Steps to Buying Unified Communications

Step one

  • Identify the needs of your organisation and users. Ascertain who uses what systems, mobiles, IM etc. and how they are used as well as individual or departmental requirements.
  • Understand your requirements. Discuss with a number of solution providers or suppliers how unified communications may best benefit your organisation.
  • If possible, see a live demonstration as to how unified communications systems work and how it might meet the demands of your organisation.

Step two

  • Unified communications is potentially a complex area and the more devices used the greater the complexity involved. It is important that any supplier has a deep understanding of your network, communication infrastructure, and applications.
  • It is important that any unified communications installation optimises your existing technology as far as possible rather than replacing them. It is also important that any infrastructure you have in place is able to meet the current and future demand of UC in order to minimise investment.

Step three

  • Identify the right provider.
  • Use Conjungo’s ‘Find a Unified Communications Supplier’ search facility.
  • Who has the experience of working with a company of the same size and profile as yours?
  • How many similar installations have they made?
  • Ask for references – ensure that the company is capable and reliable.
  • Ask to speak with a couple of their customers in order to see what benefits they have realised.
  • Get a credit check to ensure that they are financially stable. You can get this directly from the supplier details found in your Conjungo search.

Step four

Request a proposal from 3 or 4 of your preferred suppliers.

Step five

Select a proposal.

  • Who best demonstrates that they understand your business and your requirements?
  • Is the solution flexible and scaleable and therefore able to meet future demand?

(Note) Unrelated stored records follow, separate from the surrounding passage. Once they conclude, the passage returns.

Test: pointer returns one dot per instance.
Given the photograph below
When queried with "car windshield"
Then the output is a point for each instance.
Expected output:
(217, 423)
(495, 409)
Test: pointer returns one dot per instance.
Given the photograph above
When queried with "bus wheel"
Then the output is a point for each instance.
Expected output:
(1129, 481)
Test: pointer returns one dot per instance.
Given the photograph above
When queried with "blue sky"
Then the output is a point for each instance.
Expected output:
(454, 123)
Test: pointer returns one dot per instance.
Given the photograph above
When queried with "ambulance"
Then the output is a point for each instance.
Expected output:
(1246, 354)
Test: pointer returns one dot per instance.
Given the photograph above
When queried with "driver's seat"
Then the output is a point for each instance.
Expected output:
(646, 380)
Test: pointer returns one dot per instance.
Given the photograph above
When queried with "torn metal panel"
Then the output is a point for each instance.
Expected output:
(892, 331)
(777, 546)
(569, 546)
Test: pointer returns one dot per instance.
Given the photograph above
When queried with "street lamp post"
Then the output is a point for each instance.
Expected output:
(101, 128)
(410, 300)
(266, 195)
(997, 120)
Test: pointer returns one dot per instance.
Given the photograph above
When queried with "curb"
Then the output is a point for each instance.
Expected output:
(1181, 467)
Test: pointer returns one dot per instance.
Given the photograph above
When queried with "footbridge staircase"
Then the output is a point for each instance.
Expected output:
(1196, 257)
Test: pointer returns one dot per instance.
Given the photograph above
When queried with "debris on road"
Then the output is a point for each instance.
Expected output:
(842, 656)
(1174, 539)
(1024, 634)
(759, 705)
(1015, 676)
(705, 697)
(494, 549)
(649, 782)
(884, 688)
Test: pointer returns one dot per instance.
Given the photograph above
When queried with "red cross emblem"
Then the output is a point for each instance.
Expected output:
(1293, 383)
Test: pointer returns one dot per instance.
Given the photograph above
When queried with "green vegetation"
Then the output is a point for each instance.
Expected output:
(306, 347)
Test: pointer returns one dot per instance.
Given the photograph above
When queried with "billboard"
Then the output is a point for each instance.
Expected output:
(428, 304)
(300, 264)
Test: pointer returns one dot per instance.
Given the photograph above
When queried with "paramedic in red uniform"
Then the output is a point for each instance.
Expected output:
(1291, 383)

You don’t want to find out later that by investing a little more money now will save you money later.
  • Is it cost effective? Does it demonstrate clearly the functional benefits – rather than telling a list of particular features, does the proposal clearly show what the benefits are? There is no point on spending money for system with features that are of no benefit or that you will never use!
  • How much do the software (licences) cost?
  • How much will software support cost?
  • Can any savings be made by agreeing a multi-year contract for support?
  • How will your potential supplier support and maintain your system afterwards?
  • How much will this cost?
  • Have you spoken to a couple of your preferred supplier’s customers?
  • Agree on financial terms – you may be required to pay a deposit but do not pay the whole amount in advance of delivery.